Li et Boyle ont déjà fait un pas dans cette direction, en construisant deux autres codes basés sur le pavage dans lesquels le système quantique sous-jacent est fini dans un cas et discret dans l'autre. Le code discret peut également être rendu fini, mais d'autres défis demeurent. Les deux codes finis ne peuvent corriger que les erreurs regroupées, tandis que les codes de correction d’erreurs quantiques les plus populaires peuvent gérer les erreurs distribuées de manière aléatoire. Il n'est pas encore clair s'il s'agit d'une limitation inhérente aux codes basés sur le carrelage ou si elle pourrait être contournée grâce à une conception plus intelligente.

« De nombreux travaux de suivi peuvent être effectués », a déclaré Félix Scintillement, physicien à l'Université de Bristol. "Tous les bons journaux devraient faire ça."

Ce ne sont pas seulement les détails techniques qui doivent être mieux compris : la nouvelle découverte soulève également des questions plus fondamentales. Une prochaine étape évidente consiste à déterminer quels autres pavages fonctionnent également comme codes. L'année dernière, des mathématiciens ont découvert une famille de carrelages apériodiques que chacun n’utilise qu’une seule tuile. "Il serait fascinant de voir comment ces développements récents pourraient peut-être être liés au problème de la correction des erreurs quantiques", a écrit Penrose dans un e-mail.

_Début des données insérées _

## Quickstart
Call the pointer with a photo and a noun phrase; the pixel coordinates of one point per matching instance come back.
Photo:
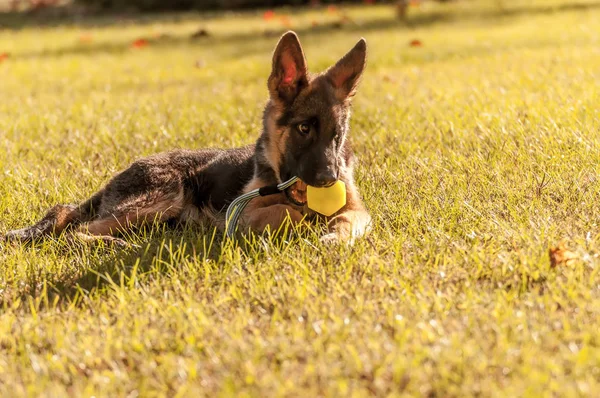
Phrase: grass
(477, 151)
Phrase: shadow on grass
(14, 21)
(172, 253)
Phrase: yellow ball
(328, 200)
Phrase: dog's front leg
(265, 213)
(351, 222)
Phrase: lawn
(477, 151)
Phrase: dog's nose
(325, 178)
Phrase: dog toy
(324, 200)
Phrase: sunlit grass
(475, 152)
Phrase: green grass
(476, 152)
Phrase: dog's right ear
(289, 74)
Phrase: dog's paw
(331, 238)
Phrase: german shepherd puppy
(305, 128)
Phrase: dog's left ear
(346, 73)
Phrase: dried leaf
(269, 15)
(139, 43)
(559, 255)
(85, 38)
(286, 21)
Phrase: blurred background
(66, 6)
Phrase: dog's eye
(303, 128)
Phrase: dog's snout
(325, 178)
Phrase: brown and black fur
(184, 186)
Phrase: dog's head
(306, 118)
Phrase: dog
(305, 128)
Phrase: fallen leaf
(286, 21)
(200, 33)
(139, 43)
(85, 38)
(269, 15)
(559, 255)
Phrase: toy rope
(235, 209)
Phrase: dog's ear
(289, 74)
(345, 75)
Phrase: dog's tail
(57, 219)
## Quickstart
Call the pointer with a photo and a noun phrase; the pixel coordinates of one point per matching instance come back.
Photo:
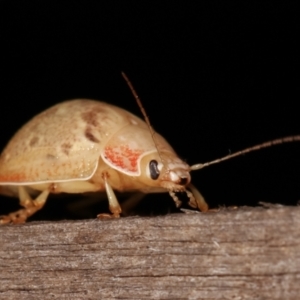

Une autre direction consiste à explorer les liens entre les codes de correction d'erreurs quantiques et certains modèles de gravité quantique. Dans un papier 2020, Boyle, Flicker et feu Madeline Dickens ont montré que des pavages apériodiques apparaissent dans la géométrie espace-temps de ces modèles. Mais ce lien découle d'une propriété des pavages qui ne joue aucun rôle dans le travail de Li et Boyle. Il semble que la gravité quantique, la correction d’erreurs quantiques et les pavages apériodiques soient différentes pièces d’un puzzle dont les chercheurs commencent tout juste à comprendre les contours. Comme pour les carrelages apériodiques eux-mêmes, comprendre comment ces pièces s'emboîtent peut être remarquablement subtil.

« Il existe des racines profondes qui relient ces différentes choses », a déclaré Flicker. «Cet ensemble de connexions alléchantes ne demande qu’à être élaboré.»